INTERNATIONAL JOURNAL OF ENGLISH LANGUAGE, LITERATURE AND TRANSLATION STUDIES (IJELR), cilt.9, sa.3, 2022 (Hakemli Dergi)
The study of moods of protagonists
and other major characters of literary pieces have been one of the hot debating
areas of research for both psychoanalysts and literary critics. The role of
subjectivism in modern studies has led critics to more deep and delicate
understanding of texts. Freud, Lacan and Zizek were the most eminent pioneers
of this movement towards the establishment of theoretical and methodological
elements of such analysis. But a combined Nietzschean-Foucauldian approach
under the name of ‘Desubjectivization’ in this study has a very new and
untouched approach to analysis in literary texts.

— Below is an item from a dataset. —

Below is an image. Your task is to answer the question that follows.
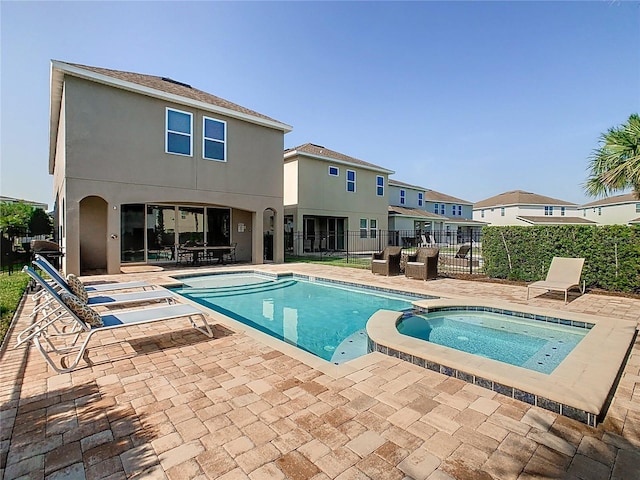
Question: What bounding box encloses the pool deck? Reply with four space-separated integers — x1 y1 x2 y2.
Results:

The present paper explores the
impact of power relations over the unconsciousness of subjects in an
ideological society of Southern America and the way in which these subjects
turn into matters of objectivization in such situations. In the first step, the
dominant ideology of 1900th South America and the powerful impact of its
functionality are identified in Quentin Compson’s section of The Sound and the
Fury. Then, the process of metamorphosis from a coherent and active subject
into an object of illusion is analyzed. At the final step, the study shows how
subjects become highly preoccupied with the matters of value, beliefs, and
shame that forget their role as a living creature capable of reasoning, and
change into objects. In other words, they (subjects) become the things and all
these things’ externalizations do overshadow the events of the stories. For
instance, in Quentin’s case, this is not the Quentin who commits suicide, but
it is the odium which devastates him.